He argued: “There is a cellar under 2 Market Street. The applicant has not investigated the extent of these cellars.
“Digging down to build a retaining wall and then driving piles could cause untold damage to the owners of No. 2 – it could become a matter of public safety.
“A bond should be put in place, either with the council or a solicitor, so that if neighbouring buildings are damaged, residents can be suitably compensated.”
Ms de Vries said that the developer would work with neighbours under the Party Wall Act 1996 to ensure that no damage or subsidence was caused during the construction of the flats.
Cllr Dave Loveridge raised concerns about whether new waste lorries being ordered by the Somerset Waste Partnership will be able to access the site for collections.
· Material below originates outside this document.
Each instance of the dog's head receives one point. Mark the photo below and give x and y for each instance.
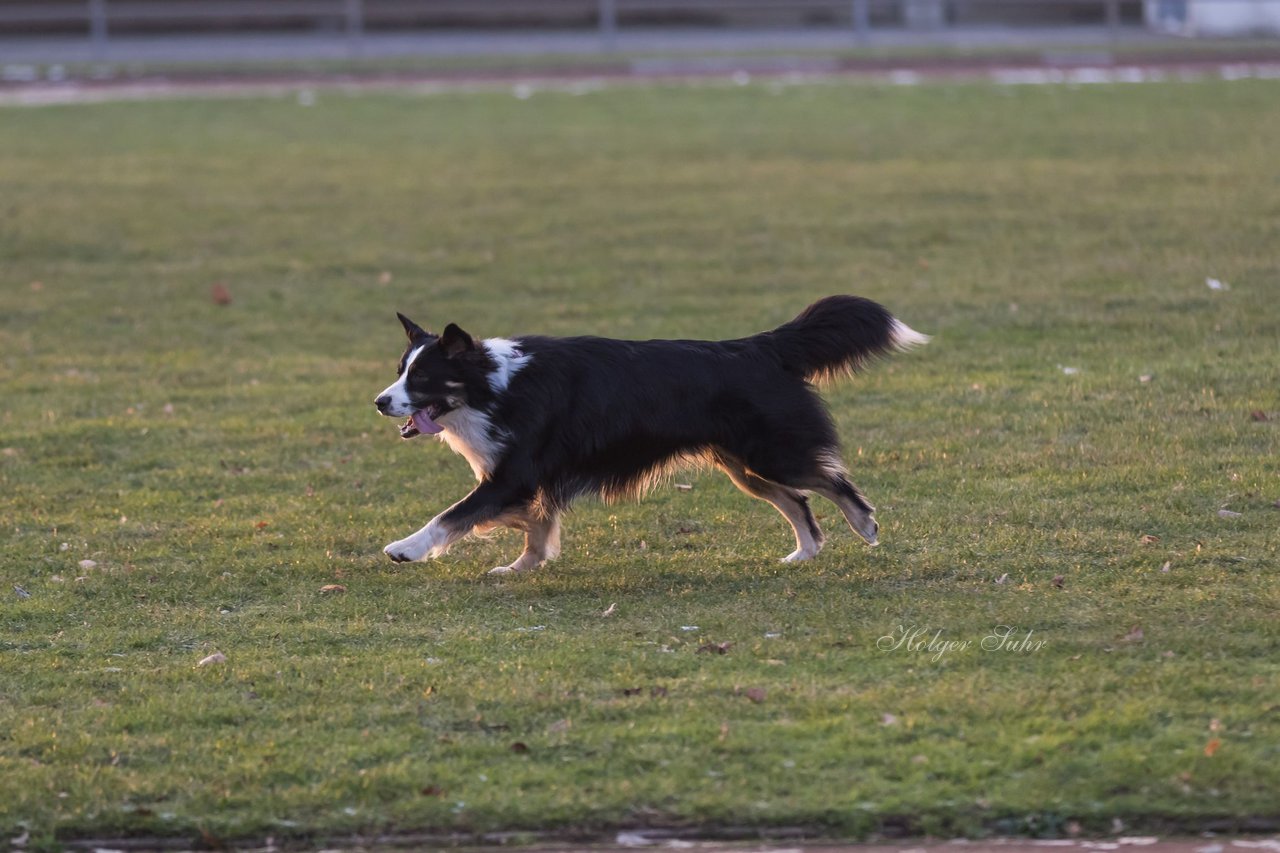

He said: “Bigger vehicles are coming on line with the Somerset Waste Partnership. If they have to park on the A38 there would be a big hold-up.”
Cllr Janet Keen added: “The proposed entrance from the main road to the car park – this is close to the A38 and a roundabout.
“This is a very busy road, and a displacement highway that takes additional traffic if there is even slight disruption on the M5. It only takes 15 minutes of disruption and that road will become static – nobody moves.”
Ms de Vries responded that waste vehicles would reverse into River Court for collections, so that disruption on the A38 would be kept to a minimum.
Cllr Paul Herbert spoke in favour of the plans, citing work being done by the YMCA Somerset Coast to refurbish the Highbridge Hotel nearby.
He said: “The YMCA is opening a building just opposite fairly soon, so I like to think Somerset County Council’s highways teams have considered the impact, and if they have to do something, they will. I’m putting my faith in their officers.
“We don’t have the money to deliver retail, so the private sector has to do it – and if they say they can’t do it, what do we do? Leave the site as it is?”
After around an hour of deliberation, the committee voted to approve the plans by a margin of 12 to one.